Wirtschaft und Wirtschaftsentwicklung in der Ära Kohl. Rückblick des Sachverständigenrates auf die wirtschaftliche Entwicklung in den 80er Jahren (November 1989)
Das in diesem Jahr zu Ende gehende Jahrzehnt stellt wegen der langen Dauer der konjukturellen Aufwärtsbewegung einen außergewöhnlichen Abschnitt in der Wirtschaftsgeschichte der Bundesrepublik dar. Die günstige Entwicklung der letzten beiden Jahre hat nahezu vergessen lassen, daß sich zu Beginn der achtziger Jahre im Hinblick auf die Aussichten für das bevorstehende Jahrzehnt tiefer Pessimismus in der Wirtschaft ausgebreitet hatte. Nach der überraschend schnellen und kräftigen Erholung von dem Ölpreisschock 1973/74 war die westdeutsche Wirtschaft zum zweiten Mal innerhalb weniger Jahre in den Sog einer weltweiten Rezession geraten, die wiederum in einer absoluten Schrumpfung des Welthandelsvolumens kulminierte.
Der Pessimismus in der deutschen Wirtschaft wurde indessen weniger von den weltwirtschaftlichen als von den hausgemachten Problemen genährt. Er wurzelte auch nicht in erster Linie in der Inflationsfurcht, wenngleich die Geldentwertungsrate auch in der Bundesrepublik deutlich gestiegen war. Im Zentrum stand vielmehr die Sorge, daß Wirtschaft und Gesellschaft nicht mehr die Flexibilität und Dynamik aufbringen könnten, die für einen raschen Wandel der Produktions- und Beschäftigungsstrukturen an Veränderungen der Nachfrage, der Faktorpreisrelationen, des technischen Wissens und der Wettbewerbsverhältnisse auf den Weltmärkten erforderlich waren.

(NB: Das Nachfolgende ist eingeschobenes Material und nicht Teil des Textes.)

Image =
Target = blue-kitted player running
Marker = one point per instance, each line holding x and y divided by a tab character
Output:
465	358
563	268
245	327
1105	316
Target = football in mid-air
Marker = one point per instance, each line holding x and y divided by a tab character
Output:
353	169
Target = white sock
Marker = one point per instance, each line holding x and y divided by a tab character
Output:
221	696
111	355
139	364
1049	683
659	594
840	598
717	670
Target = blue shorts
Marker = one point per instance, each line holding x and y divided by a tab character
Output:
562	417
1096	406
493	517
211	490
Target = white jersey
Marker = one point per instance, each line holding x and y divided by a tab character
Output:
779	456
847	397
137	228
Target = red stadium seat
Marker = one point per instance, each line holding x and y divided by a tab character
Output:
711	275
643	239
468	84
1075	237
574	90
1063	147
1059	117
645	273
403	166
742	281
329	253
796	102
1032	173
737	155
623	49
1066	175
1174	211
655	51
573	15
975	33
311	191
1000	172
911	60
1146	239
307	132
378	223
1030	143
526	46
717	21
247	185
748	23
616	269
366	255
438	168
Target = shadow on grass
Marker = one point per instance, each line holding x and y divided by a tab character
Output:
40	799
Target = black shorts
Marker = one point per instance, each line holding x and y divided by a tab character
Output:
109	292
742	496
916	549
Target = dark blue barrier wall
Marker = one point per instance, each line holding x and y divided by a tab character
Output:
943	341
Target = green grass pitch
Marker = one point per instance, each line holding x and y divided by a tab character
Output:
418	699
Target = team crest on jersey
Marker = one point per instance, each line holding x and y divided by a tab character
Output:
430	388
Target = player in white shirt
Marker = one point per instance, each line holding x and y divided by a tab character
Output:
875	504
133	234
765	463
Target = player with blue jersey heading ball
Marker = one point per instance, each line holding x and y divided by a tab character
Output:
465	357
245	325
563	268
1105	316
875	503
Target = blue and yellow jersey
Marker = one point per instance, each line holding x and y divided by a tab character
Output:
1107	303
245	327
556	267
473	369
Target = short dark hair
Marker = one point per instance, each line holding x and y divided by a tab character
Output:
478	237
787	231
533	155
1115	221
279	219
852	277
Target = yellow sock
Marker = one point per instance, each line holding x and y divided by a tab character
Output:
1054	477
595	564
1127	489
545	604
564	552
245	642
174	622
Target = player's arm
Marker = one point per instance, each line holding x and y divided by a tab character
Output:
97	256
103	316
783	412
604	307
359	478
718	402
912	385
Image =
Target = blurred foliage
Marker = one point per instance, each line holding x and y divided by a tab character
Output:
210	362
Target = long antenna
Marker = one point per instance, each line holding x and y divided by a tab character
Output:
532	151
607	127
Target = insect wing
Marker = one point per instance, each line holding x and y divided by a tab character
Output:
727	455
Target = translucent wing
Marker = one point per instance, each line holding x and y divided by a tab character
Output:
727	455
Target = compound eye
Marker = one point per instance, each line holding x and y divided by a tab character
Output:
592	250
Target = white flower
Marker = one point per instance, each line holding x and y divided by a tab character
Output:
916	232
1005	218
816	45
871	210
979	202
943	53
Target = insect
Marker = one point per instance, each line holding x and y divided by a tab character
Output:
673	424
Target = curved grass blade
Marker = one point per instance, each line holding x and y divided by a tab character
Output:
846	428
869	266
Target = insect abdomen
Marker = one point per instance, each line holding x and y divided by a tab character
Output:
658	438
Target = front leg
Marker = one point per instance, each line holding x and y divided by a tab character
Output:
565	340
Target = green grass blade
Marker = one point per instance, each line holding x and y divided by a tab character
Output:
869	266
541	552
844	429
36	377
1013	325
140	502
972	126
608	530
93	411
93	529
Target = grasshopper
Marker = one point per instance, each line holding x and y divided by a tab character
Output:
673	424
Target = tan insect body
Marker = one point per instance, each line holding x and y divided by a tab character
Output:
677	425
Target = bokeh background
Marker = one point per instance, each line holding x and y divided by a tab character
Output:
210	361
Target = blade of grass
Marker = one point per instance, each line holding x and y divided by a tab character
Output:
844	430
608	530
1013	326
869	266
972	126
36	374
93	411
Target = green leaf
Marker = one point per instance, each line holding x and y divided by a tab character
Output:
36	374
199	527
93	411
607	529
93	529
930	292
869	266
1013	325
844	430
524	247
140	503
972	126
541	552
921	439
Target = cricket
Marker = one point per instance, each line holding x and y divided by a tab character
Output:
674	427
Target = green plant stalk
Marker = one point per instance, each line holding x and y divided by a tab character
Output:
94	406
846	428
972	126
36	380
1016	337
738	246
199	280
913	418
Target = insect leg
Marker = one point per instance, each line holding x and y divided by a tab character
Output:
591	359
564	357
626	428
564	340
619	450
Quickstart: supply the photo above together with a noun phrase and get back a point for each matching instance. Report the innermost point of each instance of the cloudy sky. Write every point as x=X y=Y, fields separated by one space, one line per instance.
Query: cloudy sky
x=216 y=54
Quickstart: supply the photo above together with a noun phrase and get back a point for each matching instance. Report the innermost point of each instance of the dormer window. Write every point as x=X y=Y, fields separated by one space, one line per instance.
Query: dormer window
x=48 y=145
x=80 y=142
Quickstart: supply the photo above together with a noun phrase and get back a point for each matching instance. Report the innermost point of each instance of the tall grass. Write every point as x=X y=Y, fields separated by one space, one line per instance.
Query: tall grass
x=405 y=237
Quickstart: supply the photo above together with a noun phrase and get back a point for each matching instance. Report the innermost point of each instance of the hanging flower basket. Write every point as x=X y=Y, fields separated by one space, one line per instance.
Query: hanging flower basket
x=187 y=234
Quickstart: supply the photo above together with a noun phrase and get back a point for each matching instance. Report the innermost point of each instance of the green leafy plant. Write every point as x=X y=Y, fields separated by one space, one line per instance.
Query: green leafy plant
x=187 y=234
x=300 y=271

In der Bundesrepublik Deutschland wie in nahezu allen Industrieländern hatte man erkannt, daß die in den siebziger Jahren zeitweise betriebene geldpolitische und finanzpolitische Expansion nicht die erwarteten Wirkungen hatte, weil die Arbeitslosigkeit größtenteils entweder strukturell bedingt war oder sich zu einem Strukturproblem verfestigt hatte. Als wirtschaftspolitische Alternative bot sich die Verbesserung der Angebotsbedingungen an, insbesondere der lnvestitionsbedingungen. Diese Konzeption umfaßt im Kern drei Teile:
- Eindämmung der Inflation und Reduzierung der Budgetdefizite zur Wiederherstellung der Handlungsfähigkeit des Staates und zur Wiedergewinnung des Vertrauens von Investoren und Konsumenten·
- Abbau von Hemmnissen und Regelungen, die die wirtschaftliche Aktivitäten erschweren, verteuern oder in eine unproduktive Richtung führen; hierzu gehören die Senkung der Besteuerung sowie der Abbau von staatlichen Eingriffen und Regulierungen auf den Geldmärkten·
- Verbesserung der Funktionsfähigkeit des Arbeitsmarktes: insbesondere durch die Rückführung der Lohnsteigerungsrate auf die gesamtwirtschaftliche Produktivitätsentwicklung und die Differenzierung der Lohnrelationen, soweit Maßnahmen zur Förderung der Mobilität, Flexibilität und Qualifikation des Arbeitskräfteangebots nicht ausreichen.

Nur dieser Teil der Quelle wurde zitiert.